Have you checked the PoolUsage metrics? [1] You could use them to detect the bottleneck and then estimate the max capacity of the whole job.

Btw, I'd be interested in results. We have the idea of adjustable buffer sizes and the insights would help us.

[1] https://ci.apache.org/projects/flink/flink-docs-release-1.10/monitoring/metrics.html#default-shuffle-service
On Tue, Feb 25, 2020 at 6:36 PM Morgan Geldenhuys <mo...@tu-berlin.de> wrote:

 Hi Arvid, Timo,

 Really appreciate the feedback. I have one final question on this topic and hope you dont mind me posing it to you directly. I posted the question earlier to the mailing list, but am looking at this more from an academic perspective as apposed to manually optimizing a specific job for a specific production environment. I do not know the flink internals well enough to determine if I can accomplish what I am looking for.

 For an experiment, I need to work out the Total Recovery Time (TRT). I define this as the time it takes the system to "catch up" to the current timestamp assuming event time processing after a node failure.

 I would like to follow a heuristic approach which is: 

job+environment agnostic, 
does not involve load testing, 
does not involve modifying the job or flink codebase, and 
relies solely on the metrics supplied.  As far as I know (and correct me if im wrong): TRT = heartbeat.timeout + recoveryTime+ time to reprocess uncheckpointed messages + lag to catch up to current timestamp.

 In order to predict TRT, I need some kind of resource utilization model based on the current processing capacity and maximum processing limit, let me explain:

Backpressure is essentially the point at which utilization has reached 100% for any particular streaming pipeline and means that the application has reached the max limit of messages that it can process per second. 
Lets consider an example: The system is running along perfectly fine under normal conditions, accessing external sources, and processing at an average of 100,000 messages/sec. Lets assume the maximum capacity is around 130,000 message/sec before back pressure starts propagating messages back up the stream.

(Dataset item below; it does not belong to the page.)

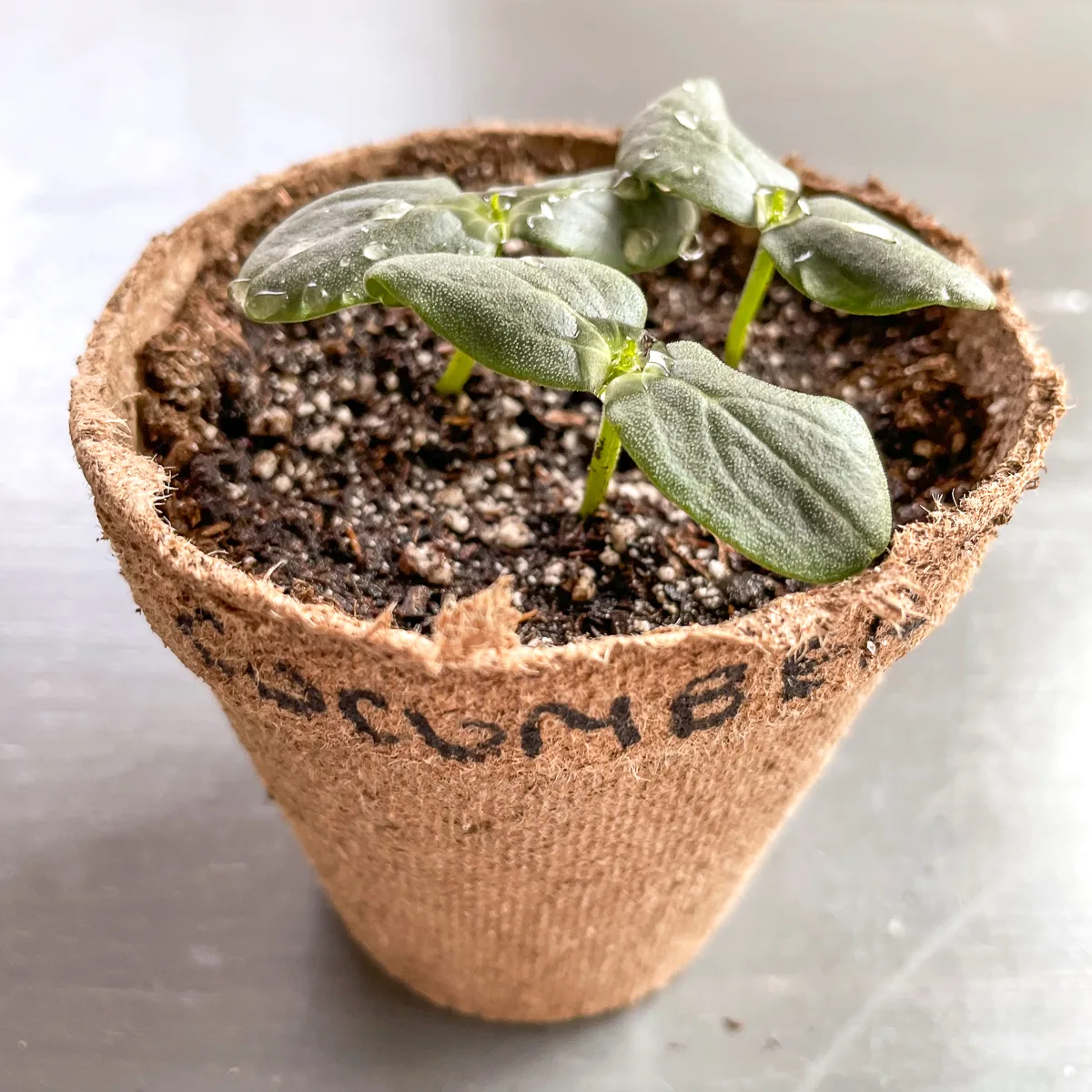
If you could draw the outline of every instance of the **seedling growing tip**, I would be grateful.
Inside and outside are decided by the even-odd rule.
[[[726,337],[732,368],[701,345],[655,342],[627,275],[687,257],[701,210],[759,232]],[[567,257],[501,257],[510,239]],[[410,307],[455,347],[441,395],[461,391],[477,361],[600,399],[582,517],[606,498],[625,450],[751,560],[840,580],[887,548],[887,479],[851,406],[734,370],[775,271],[858,314],[994,305],[977,276],[904,228],[845,198],[802,193],[799,178],[733,124],[709,80],[646,107],[614,169],[477,193],[419,178],[321,198],[259,242],[230,297],[259,322]]]
[[[870,209],[802,195],[799,178],[732,122],[712,80],[688,80],[649,105],[622,134],[618,169],[759,230],[724,358],[738,366],[773,272],[827,307],[893,314],[929,304],[985,310],[989,287]]]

Therefore, utilization is at 0.76 (100K/130K). Great, but at present we dont know that 130,000 is the limit without load testing. 
For this example, is there a way of finding this maximum capacity (and hence the utilization) without pushing the system to its limit based solely on the average current throughput? Possibly by measuring the saturation of certain buffers between the operators? 
 If this is possible, the unused utilization can be used to predict how fast a system would get back to the current timestamp. Again, its a heuristic so it doesn't have to be extremely precise. Any hints would be greatly appreciated.

 Thank you very much!

 Regards,
 Morgan.

On 21.02.20 14:44, Arvid Heise wrote:
Hi Morgan,

sorry for the late reply. In general, that should work. You need to ensure that the same task is processing the same record though.

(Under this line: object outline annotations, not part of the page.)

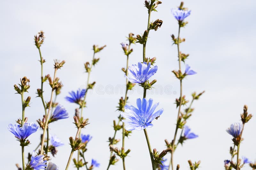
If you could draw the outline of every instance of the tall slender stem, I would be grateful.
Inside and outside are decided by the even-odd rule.
[[[179,57],[179,72],[181,72],[181,58],[180,54],[180,26],[179,25],[179,33],[178,33],[178,44],[177,46],[178,47],[178,56]],[[182,103],[182,80],[180,80],[180,105],[179,106],[179,110],[178,111],[178,116],[177,117],[177,120],[178,121],[179,117],[180,116],[180,109],[181,107]],[[172,141],[172,148],[175,148],[175,141],[176,140],[176,137],[177,135],[177,132],[178,130],[178,124],[176,124],[176,128],[175,130],[175,133],[174,135],[174,137]],[[172,169],[172,170],[174,170],[174,165],[173,165],[173,154],[174,154],[174,150],[172,150],[171,152],[171,162],[170,163],[170,166],[168,168],[168,170],[170,169],[170,167],[171,165]]]
[[[46,149],[45,150],[45,154],[47,155],[48,153],[48,147],[49,146],[49,129],[48,128],[46,129],[46,134],[47,134],[47,140],[46,142]]]
[[[130,49],[131,49],[131,42],[129,43],[129,45],[128,47],[128,51],[130,51]],[[125,69],[125,75],[127,76],[128,75],[128,66],[129,65],[129,54],[127,54],[126,55],[127,57],[126,58],[126,69]],[[125,79],[125,85],[126,85],[126,87],[125,89],[125,96],[124,97],[124,105],[125,106],[125,104],[126,104],[126,101],[127,101],[127,95],[128,94],[128,89],[127,88],[127,85],[128,84],[129,81],[128,81],[128,80],[127,79]],[[123,111],[124,111],[124,108],[122,108],[123,109]],[[121,119],[122,119],[122,117],[121,115],[120,115],[119,117],[119,118],[118,119],[118,121],[117,123],[117,125],[119,125],[119,123],[120,123],[120,122],[121,121]],[[124,136],[124,132],[125,131],[124,130],[124,123],[123,122],[123,126],[122,126],[122,147],[123,148],[124,148],[124,138],[125,136]],[[113,140],[112,140],[112,142],[110,144],[111,145],[113,145],[113,142],[114,141],[114,140],[115,139],[115,138],[116,138],[116,131],[117,130],[115,130],[115,133],[114,134],[114,136],[113,137]],[[110,152],[110,157],[111,157],[111,156],[112,155],[112,153],[113,153],[113,151],[111,151]],[[125,158],[123,158],[122,159],[122,160],[123,161],[123,168],[124,169],[124,170],[125,170]],[[107,168],[107,170],[108,169],[108,168],[109,168],[111,164],[110,162],[109,163],[108,165],[108,168]]]
[[[25,158],[24,157],[24,146],[21,146],[21,153],[22,154],[22,170],[25,170]]]
[[[65,169],[66,170],[68,170],[68,166],[69,166],[70,162],[71,161],[71,159],[72,159],[72,156],[73,156],[73,153],[74,152],[74,150],[72,149],[72,150],[71,150],[71,152],[70,153],[70,155],[69,155],[69,158],[68,158],[68,163],[67,164],[66,168]]]
[[[236,158],[236,170],[239,170],[239,165],[238,163],[239,160],[239,149],[240,148],[240,143],[238,144],[237,146],[237,157]]]
[[[21,102],[22,103],[22,120],[21,120],[21,126],[23,126],[25,123],[25,106],[24,104],[24,99],[23,95],[24,92],[22,92],[21,94]],[[25,158],[24,157],[24,146],[21,146],[21,154],[22,155],[22,170],[25,170]]]
[[[236,147],[236,145],[234,144],[234,146],[233,147],[233,149],[232,150],[232,155],[231,156],[231,159],[230,161],[232,162],[232,160],[233,159],[233,157],[234,156],[234,151],[235,151],[235,148]]]
[[[148,35],[149,31],[149,25],[150,24],[150,17],[151,14],[151,11],[152,8],[152,5],[153,3],[151,3],[149,6],[149,7],[148,9],[148,27],[147,27],[147,31],[148,31],[148,35],[146,38],[146,39],[147,39],[147,37]],[[143,61],[145,61],[146,59],[146,45],[147,44],[147,40],[145,41],[145,42],[143,44]],[[147,89],[144,89],[143,93],[143,98],[146,98],[146,95],[147,95]],[[144,133],[145,134],[145,136],[147,140],[147,143],[148,144],[148,151],[149,152],[149,155],[150,155],[150,159],[151,159],[151,163],[152,164],[152,169],[153,170],[156,170],[156,165],[155,163],[154,156],[153,156],[153,153],[152,152],[152,150],[151,149],[151,146],[150,146],[150,143],[149,143],[149,139],[148,138],[148,133],[146,129],[144,129]]]
[[[192,99],[192,101],[191,101],[191,103],[190,103],[190,104],[189,105],[189,107],[188,108],[188,110],[190,110],[190,109],[191,108],[191,106],[192,106],[192,103],[193,103],[193,102],[194,101],[194,100],[195,100],[195,99],[194,98],[193,98],[193,99]],[[187,113],[186,113],[186,115],[187,115]],[[184,127],[183,126],[182,128],[182,129],[181,130],[181,132],[180,132],[180,139],[181,138],[181,136],[182,135],[182,133],[183,132],[183,131],[184,130]],[[177,146],[178,146],[178,145],[180,143],[180,142],[179,142],[179,141],[180,141],[180,140],[179,140],[179,141],[178,141],[178,142],[177,143],[177,144],[176,145],[176,147],[177,147]]]
[[[88,167],[87,167],[87,164],[86,163],[86,161],[85,161],[85,159],[84,158],[84,153],[83,153],[83,158],[84,159],[84,163],[85,164],[85,167],[86,168],[86,170],[88,170]]]
[[[75,140],[76,138],[77,138],[78,137],[78,135],[79,135],[80,133],[80,131],[81,130],[81,127],[79,127],[77,128],[77,131],[76,132],[76,137],[75,138]],[[73,156],[73,153],[74,151],[74,150],[72,148],[72,150],[71,150],[71,152],[70,153],[69,158],[68,158],[68,163],[67,164],[67,166],[66,166],[66,168],[65,169],[66,170],[68,170],[68,166],[69,166],[70,162],[71,161],[71,159],[72,159],[72,156]],[[78,153],[79,153],[79,152]]]
[[[56,73],[57,72],[57,68],[55,68],[54,69],[54,76],[53,76],[53,81],[55,80],[55,78],[56,77]],[[49,108],[48,109],[48,113],[47,113],[47,115],[46,117],[46,120],[45,121],[45,124],[44,125],[44,132],[43,133],[43,136],[42,136],[42,142],[41,143],[41,150],[40,154],[41,155],[43,154],[44,153],[44,137],[45,135],[45,132],[46,132],[46,129],[48,128],[48,122],[49,121],[49,117],[50,117],[50,113],[51,111],[51,109],[52,107],[52,99],[53,96],[53,92],[54,92],[54,89],[53,88],[52,89],[52,94],[51,95],[51,99],[50,100],[50,103],[49,104]]]
[[[21,120],[21,126],[23,126],[25,123],[25,106],[24,104],[24,92],[21,92],[21,103],[22,103],[22,120]]]
[[[145,134],[145,136],[147,140],[147,143],[148,144],[148,151],[149,152],[150,158],[151,159],[151,162],[152,163],[152,169],[153,170],[156,170],[156,165],[154,162],[154,158],[153,156],[153,153],[152,152],[152,150],[151,149],[151,146],[149,143],[149,139],[148,138],[148,133],[146,129],[144,129],[144,133]]]
[[[94,59],[94,57],[95,57],[95,53],[93,53],[93,55],[92,57],[92,61],[93,61],[93,60]],[[85,102],[85,98],[86,98],[86,96],[87,95],[87,92],[88,91],[87,90],[88,89],[88,87],[89,87],[89,80],[90,80],[90,74],[91,74],[91,72],[92,70],[92,64],[91,65],[91,67],[90,67],[90,71],[88,73],[88,77],[87,77],[87,82],[86,82],[87,83],[87,87],[86,87],[86,90],[85,91],[85,93],[84,94],[84,100],[83,101],[83,106],[81,108],[81,113],[80,114],[80,116],[81,117],[83,116],[83,108],[84,106],[84,103]]]
[[[242,139],[242,135],[243,134],[243,132],[244,131],[244,123],[243,124],[243,129],[241,131],[241,133],[240,134],[241,137],[240,137],[240,141],[239,141],[239,144],[237,146],[237,153],[236,154],[236,170],[239,170],[239,165],[238,165],[238,161],[239,161],[239,150],[240,149],[240,144],[241,143],[241,141]]]
[[[84,100],[83,101],[82,103],[82,106],[81,107],[81,113],[80,114],[80,117],[82,117],[83,116],[83,111],[84,110],[84,104],[85,102],[85,98],[86,98],[86,96],[87,96],[87,92],[88,91],[88,88],[89,87],[89,80],[90,80],[90,75],[91,74],[91,72],[92,70],[92,62],[93,62],[93,60],[94,60],[94,57],[95,57],[95,52],[93,53],[93,55],[92,57],[92,64],[91,65],[91,66],[90,67],[90,71],[89,71],[88,73],[88,76],[87,77],[87,82],[86,83],[87,83],[87,87],[86,87],[86,90],[85,91],[85,93],[84,94]],[[81,134],[80,132],[79,132],[79,137],[80,137]],[[79,161],[79,157],[80,157],[80,154],[79,153],[79,152],[78,151],[77,152],[77,162]],[[79,170],[79,167],[77,167],[77,170]]]
[[[42,57],[42,54],[41,53],[41,50],[40,50],[40,47],[39,47],[38,48],[38,50],[39,51],[39,54],[40,55],[40,63],[41,64],[41,91],[42,92],[41,93],[40,97],[42,101],[43,105],[44,105],[44,113],[45,116],[46,116],[47,114],[47,112],[46,111],[46,106],[45,106],[45,104],[44,103],[44,96],[43,95],[43,84],[44,84],[44,82],[43,81],[43,79],[44,78],[43,76],[43,64],[44,63],[43,62],[43,58]]]
[[[128,51],[130,51],[130,48],[131,47],[131,42],[129,43],[129,46],[128,47]],[[125,70],[125,75],[127,76],[128,75],[128,65],[129,65],[129,54],[127,54],[127,58],[126,59],[126,69]],[[127,85],[128,84],[128,79],[125,79],[125,85],[126,85],[126,89],[125,89],[125,96],[124,97],[124,105],[125,106],[125,104],[126,104],[126,101],[127,101],[127,95],[128,93],[128,89],[127,88]],[[124,108],[123,108],[123,111],[124,111]],[[123,147],[124,149],[124,138],[125,136],[124,136],[124,132],[125,131],[125,130],[124,130],[124,122],[123,122],[123,126],[122,127],[122,131],[123,131],[123,138],[122,138],[122,147]],[[124,170],[125,170],[125,162],[124,161],[124,159],[125,158],[123,158],[123,168],[124,169]]]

Local copy needs to be state or else the last message would be lost upon restart. Performance will take a hit but if that is significant depends on the remaining pipeline.

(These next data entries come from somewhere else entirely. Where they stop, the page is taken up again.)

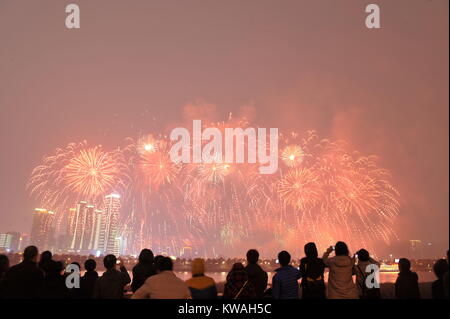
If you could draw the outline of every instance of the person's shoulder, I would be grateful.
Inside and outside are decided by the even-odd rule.
[[[205,276],[205,279],[206,279],[207,281],[209,281],[209,282],[210,282],[211,284],[213,284],[213,285],[216,284],[216,282],[214,281],[214,279],[213,279],[212,277]]]

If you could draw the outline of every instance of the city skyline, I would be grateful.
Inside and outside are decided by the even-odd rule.
[[[195,249],[222,241],[231,248],[215,244],[211,255],[224,251],[242,254],[242,245],[233,242],[233,238],[241,238],[257,248],[273,251],[284,245],[298,254],[305,240],[295,236],[316,240],[306,234],[314,229],[321,234],[317,240],[323,242],[321,246],[337,239],[357,242],[356,238],[362,238],[362,247],[366,246],[364,240],[380,238],[383,240],[376,248],[384,255],[395,243],[409,240],[431,242],[445,251],[449,235],[448,2],[381,1],[379,30],[365,27],[364,6],[355,3],[287,0],[280,6],[265,0],[227,5],[187,1],[174,6],[138,1],[130,6],[108,4],[105,13],[100,6],[80,0],[82,27],[68,30],[62,19],[63,5],[30,3],[24,12],[15,2],[2,2],[0,36],[6,49],[0,52],[4,115],[0,118],[0,148],[5,154],[0,158],[0,201],[4,206],[0,233],[31,235],[35,207],[56,212],[55,231],[64,233],[62,216],[69,214],[69,208],[76,208],[82,200],[98,207],[106,193],[116,191],[123,196],[121,231],[129,234],[133,245],[158,251]],[[134,18],[125,18],[131,16]],[[23,25],[24,19],[34,27]],[[16,30],[15,36],[8,30]],[[133,186],[117,184],[126,178],[116,171],[131,166],[132,156],[124,153],[126,146],[145,139],[144,150],[153,152],[149,147],[154,145],[152,138],[166,140],[173,128],[189,127],[193,119],[220,125],[230,114],[232,120],[245,118],[253,127],[276,127],[285,135],[297,133],[298,140],[289,143],[295,144],[292,152],[303,146],[302,139],[312,130],[319,137],[317,145],[322,140],[346,141],[346,154],[358,153],[352,164],[365,158],[367,165],[359,168],[375,165],[388,172],[389,177],[376,175],[373,180],[386,180],[383,187],[393,186],[398,196],[383,192],[366,201],[370,205],[361,209],[364,213],[355,214],[348,208],[355,193],[347,192],[349,183],[334,179],[346,185],[340,198],[349,205],[339,206],[339,201],[329,205],[345,211],[342,218],[317,204],[330,203],[332,192],[328,197],[314,197],[314,191],[315,202],[310,205],[314,207],[303,218],[298,211],[309,207],[296,200],[298,194],[286,185],[314,175],[285,175],[303,166],[286,165],[281,150],[283,175],[278,188],[272,189],[278,192],[283,188],[280,193],[291,209],[279,210],[281,217],[275,209],[262,210],[262,201],[255,209],[247,209],[246,200],[256,195],[246,196],[244,187],[223,187],[224,200],[215,206],[207,203],[213,198],[211,189],[205,187],[194,194],[181,183],[170,188],[175,195],[167,192],[165,198],[157,198],[163,194],[158,193],[158,184],[164,184],[167,176],[171,180],[179,176],[177,169],[154,179],[149,179],[150,174],[131,174],[140,178],[132,181]],[[67,150],[71,143],[83,145]],[[115,152],[118,147],[121,152]],[[56,148],[68,154],[70,165],[64,177],[77,177],[74,172],[80,161],[100,159],[104,170],[113,170],[114,179],[102,183],[108,190],[79,188],[76,193],[74,188],[60,187],[59,197],[53,198],[55,205],[41,206],[42,199],[48,199],[46,191],[52,196],[57,193],[54,180],[46,178],[48,189],[38,190],[42,191],[40,197],[30,194],[27,186],[34,169],[59,154]],[[292,154],[287,155],[289,159]],[[314,161],[305,162],[305,168],[323,172],[317,167],[326,157],[313,155]],[[150,155],[144,157],[155,163]],[[135,168],[142,170],[137,164]],[[216,172],[233,175],[228,169],[219,167],[210,174],[202,167],[194,178],[184,181],[201,180],[197,185],[205,186],[206,181],[217,180]],[[181,175],[188,176],[185,171]],[[369,173],[358,176],[373,177]],[[63,186],[85,185],[79,179],[58,181]],[[327,185],[324,179],[320,182],[322,194]],[[245,180],[242,185],[249,184]],[[379,185],[376,190],[386,189]],[[182,192],[177,190],[182,187]],[[144,188],[149,200],[141,199],[139,192]],[[172,195],[176,200],[167,200]],[[194,195],[201,207],[193,204]],[[239,205],[229,209],[232,201],[228,199],[233,196],[237,198],[233,203]],[[278,199],[274,194],[268,197]],[[388,213],[384,210],[386,198],[393,199]],[[264,212],[270,216],[255,218]],[[315,218],[319,213],[322,219]],[[177,216],[181,217],[177,220]],[[375,225],[349,224],[349,216]],[[343,225],[345,233],[330,227],[333,222]],[[288,227],[297,224],[302,227]],[[353,233],[346,235],[349,229],[358,230],[354,237]],[[77,234],[84,236],[82,233]],[[172,233],[180,234],[179,238],[174,240]],[[110,248],[117,238],[111,237]],[[391,246],[384,243],[385,238],[392,241]],[[126,238],[121,241],[129,245]]]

Btw, at least once should be enough for that, since you implicitly deduplicating.

Best,

Arvid

On Tue, Feb 11, 2020 at 11:24 AM Morgan Geldenhuys <mo...@tu-berlin.de> wrote:
 Thanks for the advice, i will look into it.

 Had a quick think about another simple solution but we would need a hook into the checkpoint process from the task/operator perspective, which I haven't looked into yet. It would work like this:

 - The sink operators (?) would keep a local copy of the last message processed (or digest?), the current timestamp, and a boolean value indicating whether or not the system is in recovery or not. 
 - While not in recovery, update the local copy and timestamp with each new event processed.
 - When a failure is detected and the taskmanagers are notified to rollback, we use the hook into this process to switch the boolean value to true. 
 - While true, it compares each new message with the last one processed before the recovery process was initiated.
 - When a match is found, the difference between the previous and current timestamp is calculated and outputted as a custom metric and the boolean is reset to false.

 From here, the mean total recovery time could be calculated across the operators. Not sure how it would impact on performance, but i doubt it would be significant. We would need to ensure exactly once so that the message would be guaranteed to be seen again. thoughts?

On 11.02.20 08:57, Arvid Heise wrote:
Hi Morgan,

as Timo pointed out, there is no general solution, but in your setting, you could look at the consumer lag of the input topic after a crash. Lag would spike until all tasks restarted and reprocessing begins. Offsets are only committed on checkpoints though by default.

Best,

Arvid

On Tue, Feb 4, 2020 at 12:32 PM Timo Walther <tw...@apache.org> wrote:
 Hi Morgan,

 as far as I know this is not possible mostly because measuring "till the 
 point when the system catches up to the last message" is very 
 pipeline/connector dependent. Some sources might need to read from the 
 very beginning, some just continue from the latest checkpointed offset.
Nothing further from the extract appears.